In this scenario, the "lax" path expects a string, while the "strict" path expects an integer. This capability is essential for types like Path or Enum, where lax mode might allow a string that is then converted, while strict mode requires an instance of the actual class.

Type Coercion and Constraints

The distinction between modes is most visible in how type coercion is handled. In lax mode, the validator attempts to "coerce" inputs into the target type. A notable configuration option in CoreConfig is coerce_numbers_to_str.

When coerce_numbers_to_str is enabled, numeric types (like int or float) are converted to strings during validation.

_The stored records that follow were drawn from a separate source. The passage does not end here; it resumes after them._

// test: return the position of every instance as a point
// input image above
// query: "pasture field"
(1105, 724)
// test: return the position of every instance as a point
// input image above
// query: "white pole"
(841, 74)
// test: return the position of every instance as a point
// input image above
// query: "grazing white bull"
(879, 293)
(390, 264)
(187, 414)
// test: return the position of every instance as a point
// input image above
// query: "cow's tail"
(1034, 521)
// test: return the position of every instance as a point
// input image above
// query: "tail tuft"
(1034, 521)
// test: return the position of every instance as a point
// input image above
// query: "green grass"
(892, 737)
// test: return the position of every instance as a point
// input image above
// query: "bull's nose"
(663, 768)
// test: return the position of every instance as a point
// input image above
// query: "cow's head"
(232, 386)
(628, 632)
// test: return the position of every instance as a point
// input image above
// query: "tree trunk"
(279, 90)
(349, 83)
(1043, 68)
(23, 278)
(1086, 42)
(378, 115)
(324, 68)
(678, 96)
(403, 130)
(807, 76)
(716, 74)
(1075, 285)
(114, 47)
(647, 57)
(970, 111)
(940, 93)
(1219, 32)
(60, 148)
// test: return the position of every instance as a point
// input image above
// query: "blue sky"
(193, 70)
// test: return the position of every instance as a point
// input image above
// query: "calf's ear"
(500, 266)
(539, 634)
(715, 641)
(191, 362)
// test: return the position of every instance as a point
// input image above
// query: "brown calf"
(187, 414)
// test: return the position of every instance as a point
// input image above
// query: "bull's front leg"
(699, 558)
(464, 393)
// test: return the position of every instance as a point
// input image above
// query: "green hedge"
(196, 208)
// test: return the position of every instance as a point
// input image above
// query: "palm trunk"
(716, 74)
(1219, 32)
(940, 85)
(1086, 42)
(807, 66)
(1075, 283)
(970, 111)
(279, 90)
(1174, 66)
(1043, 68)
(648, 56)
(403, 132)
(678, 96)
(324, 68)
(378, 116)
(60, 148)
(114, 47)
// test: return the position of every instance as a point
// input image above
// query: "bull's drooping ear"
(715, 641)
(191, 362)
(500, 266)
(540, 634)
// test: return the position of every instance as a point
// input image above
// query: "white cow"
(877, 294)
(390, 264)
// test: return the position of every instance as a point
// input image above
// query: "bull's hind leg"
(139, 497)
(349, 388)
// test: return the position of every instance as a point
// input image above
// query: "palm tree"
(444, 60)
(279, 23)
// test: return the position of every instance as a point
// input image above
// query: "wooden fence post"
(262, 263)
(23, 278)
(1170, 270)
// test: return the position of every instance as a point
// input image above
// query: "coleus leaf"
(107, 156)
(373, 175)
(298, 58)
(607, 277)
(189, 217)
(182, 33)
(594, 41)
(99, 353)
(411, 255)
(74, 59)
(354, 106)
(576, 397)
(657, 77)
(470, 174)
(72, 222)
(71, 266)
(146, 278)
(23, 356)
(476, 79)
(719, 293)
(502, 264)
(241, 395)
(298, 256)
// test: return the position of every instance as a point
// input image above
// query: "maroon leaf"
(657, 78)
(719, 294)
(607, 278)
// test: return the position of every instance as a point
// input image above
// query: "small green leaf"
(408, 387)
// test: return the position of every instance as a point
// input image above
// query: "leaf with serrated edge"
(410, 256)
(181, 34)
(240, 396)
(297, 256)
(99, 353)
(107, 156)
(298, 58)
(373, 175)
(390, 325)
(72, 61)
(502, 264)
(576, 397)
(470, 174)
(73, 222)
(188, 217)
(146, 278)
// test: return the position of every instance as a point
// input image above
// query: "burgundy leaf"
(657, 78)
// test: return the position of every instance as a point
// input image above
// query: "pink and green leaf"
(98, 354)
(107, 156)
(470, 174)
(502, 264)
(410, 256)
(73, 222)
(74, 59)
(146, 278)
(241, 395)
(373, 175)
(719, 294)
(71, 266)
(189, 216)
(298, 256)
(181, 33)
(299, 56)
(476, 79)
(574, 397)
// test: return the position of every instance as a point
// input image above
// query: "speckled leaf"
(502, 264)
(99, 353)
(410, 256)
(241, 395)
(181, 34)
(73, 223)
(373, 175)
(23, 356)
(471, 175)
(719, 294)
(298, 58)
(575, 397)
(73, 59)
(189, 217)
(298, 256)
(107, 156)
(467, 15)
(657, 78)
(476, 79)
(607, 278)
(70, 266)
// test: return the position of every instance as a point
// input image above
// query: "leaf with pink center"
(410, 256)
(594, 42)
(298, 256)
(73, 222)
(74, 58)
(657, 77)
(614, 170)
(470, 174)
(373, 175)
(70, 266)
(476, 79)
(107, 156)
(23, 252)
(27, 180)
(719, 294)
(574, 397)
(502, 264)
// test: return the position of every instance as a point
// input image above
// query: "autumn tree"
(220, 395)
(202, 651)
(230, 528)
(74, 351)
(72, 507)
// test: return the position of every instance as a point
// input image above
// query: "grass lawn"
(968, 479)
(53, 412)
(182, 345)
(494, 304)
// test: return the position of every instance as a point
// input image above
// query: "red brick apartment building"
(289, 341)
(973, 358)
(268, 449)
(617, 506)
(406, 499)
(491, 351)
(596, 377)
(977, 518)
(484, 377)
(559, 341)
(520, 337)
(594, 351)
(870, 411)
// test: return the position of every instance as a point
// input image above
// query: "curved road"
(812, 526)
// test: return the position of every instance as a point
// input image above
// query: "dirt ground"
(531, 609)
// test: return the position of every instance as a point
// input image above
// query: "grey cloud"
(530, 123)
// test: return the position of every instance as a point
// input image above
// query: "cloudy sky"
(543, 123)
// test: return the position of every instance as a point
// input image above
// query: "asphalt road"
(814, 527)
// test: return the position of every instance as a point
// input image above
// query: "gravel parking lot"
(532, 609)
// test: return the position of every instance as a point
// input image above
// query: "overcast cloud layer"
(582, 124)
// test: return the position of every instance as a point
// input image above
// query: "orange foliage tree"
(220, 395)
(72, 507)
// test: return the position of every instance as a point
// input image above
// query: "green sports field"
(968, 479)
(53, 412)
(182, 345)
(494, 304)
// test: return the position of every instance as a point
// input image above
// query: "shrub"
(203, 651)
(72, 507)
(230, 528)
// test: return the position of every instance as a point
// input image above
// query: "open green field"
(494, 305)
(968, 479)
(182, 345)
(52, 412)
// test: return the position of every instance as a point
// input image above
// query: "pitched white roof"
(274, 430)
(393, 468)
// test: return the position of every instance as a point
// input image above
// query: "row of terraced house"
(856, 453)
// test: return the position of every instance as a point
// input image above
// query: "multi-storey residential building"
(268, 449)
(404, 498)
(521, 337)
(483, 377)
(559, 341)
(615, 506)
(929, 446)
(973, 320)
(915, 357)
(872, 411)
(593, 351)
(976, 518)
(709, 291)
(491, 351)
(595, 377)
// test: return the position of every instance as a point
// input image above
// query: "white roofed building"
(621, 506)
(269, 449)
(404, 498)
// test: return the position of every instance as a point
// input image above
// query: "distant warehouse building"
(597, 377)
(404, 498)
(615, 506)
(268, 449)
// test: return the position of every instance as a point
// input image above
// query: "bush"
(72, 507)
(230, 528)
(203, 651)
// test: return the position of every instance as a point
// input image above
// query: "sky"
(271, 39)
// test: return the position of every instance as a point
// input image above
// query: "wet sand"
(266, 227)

However, as defined in the CoreConfig documentation, this is "not applicable in strict mode." This highlights a core principle of the design: strict mode is a guarantee of type integrity, and configuration options that facilitate coercion are ignored to maintain that guarantee.

Design Tradeoffs

The dual-path approach in LaxOrStrictSchema introduces a tradeoff between flexibility and schema complexity.

  1. Performance: By separating the paths, the validator can execute highly optimized code for strict validation (which often involves simple type checks) without the overhead of coercion logic.
  2. Schema Size: Defining two schemas for a single field increases the size of the CoreSchema tree. This is why LaxOrStrictSchema is typically reserved for types where coercion is non-trivial, such as Path validation in pydantic/_internal/_generate_schema.py, where the lax schema might include a union of strings and instances, while the strict schema only allows instances.
  3. Consistency: The implementation ensures that even if a global strict setting is active, specific sub-schemas can opt-out or provide specialized behavior, allowing for a "strict by default, lax where necessary" architecture.